(282e) Development of Anti-HER2 Indocyanine Green-Doxorubicin-Encapsulated Peg-b-PLGA Copolymeric Nanoparticles for Target Photochemotherapy of Breast Cancer Cells in Vitro

INTRODUCTION: Breast cancer is the most frequently diagnosed cancer and the leading cause of cancer death among females worldwide. Among various types of breast cancer, the one with overexpression of anti-human epidermal growth factor receptor 2 (HER2) is strongly correlated with tumorigenesis, oncogenic transformation, and metastasis of breast cancer. Moreover, the HER2-positive breast cancer is known to be more aggressive and resistant to medicinal treatment, indicating that improving the tumor eradication approach instead of trying anti-cancer drugs persistently is truly needed for curing HER2-positive breast cancer. In this study, we aimed to develop an anti-HER2 indocyanine green (ICG)-doxorubicin (DOX)-loaded polyethylene glycol-poly(lactic-co-glycolic acid) diblock copolymeric nanoparticles (HIDPPNPs) for target photochemotherapy of HER2-positive breast cancer cells in vitro.

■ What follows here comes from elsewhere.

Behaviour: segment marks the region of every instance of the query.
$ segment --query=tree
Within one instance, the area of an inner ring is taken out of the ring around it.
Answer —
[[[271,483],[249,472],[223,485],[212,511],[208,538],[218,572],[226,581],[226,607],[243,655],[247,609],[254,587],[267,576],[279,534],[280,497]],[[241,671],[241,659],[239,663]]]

RESULTS: The HIDPPNPs are fabricated using a solvent evaporation technique followed by carbodiimide-mediated antibody conjugation on the nanoparticle surface. The mean size and surface charge of the HIDPPNP are 266 ± 4.26 nm with a polydispersity index of 0.07 – 0.12 and -12 ± 4.48 mV, respectively. Compared with freely dissolved ICG, the HIDPPNPs with enhanced thermal stability to the entrapped ICG are able to generate a hyperthermia effect at concentrations ≥1 μM ICG equivalent and may provide increased production of singlet oxygen under near infrared (NIR; 808-nm) laser exposure with an intensity of 6 W/cm². Furthermore, the uptake efficiency of the HIDPPNPs in MDA-MB-453/HER2(+) cells is approximately 2-fold higher than that in MCF7/HER2(−) cells, demonstrating the targetability of the HIDPPNPs to HER2-expressing cells. Based on the viability analysis, the HIDPPNPs exhibit effective cytotoxicity upon NIR exposure (808 nm; 6 W/cm²), and the resulting cell death rate is even higher than that caused by using twice amount of encapsulated DOX or ICG alone. These results show that the HIDPPNPs are certainly effective on HER2(+)-cancer cell killing upon NIR exposure. We reason that the enhanced anticancer effectiveness is contributed from 1) HER2 target specificity of the HIDPPNPs that enabled an efficient cell internalization and 2) robust photo (photothermal & photodynamic)-chemo-tumoricidal capacity.

CONCLUSION: In this study, we have successfully developed HIDPPNPs for targeted photochemotherapy of HER2-positive breast cancer cells in vitro. We anticipate that the HIDPPNP may serve as a feasible anticancer tool with reduced chemotoxicity in the clinic and further investigations are currently in progress.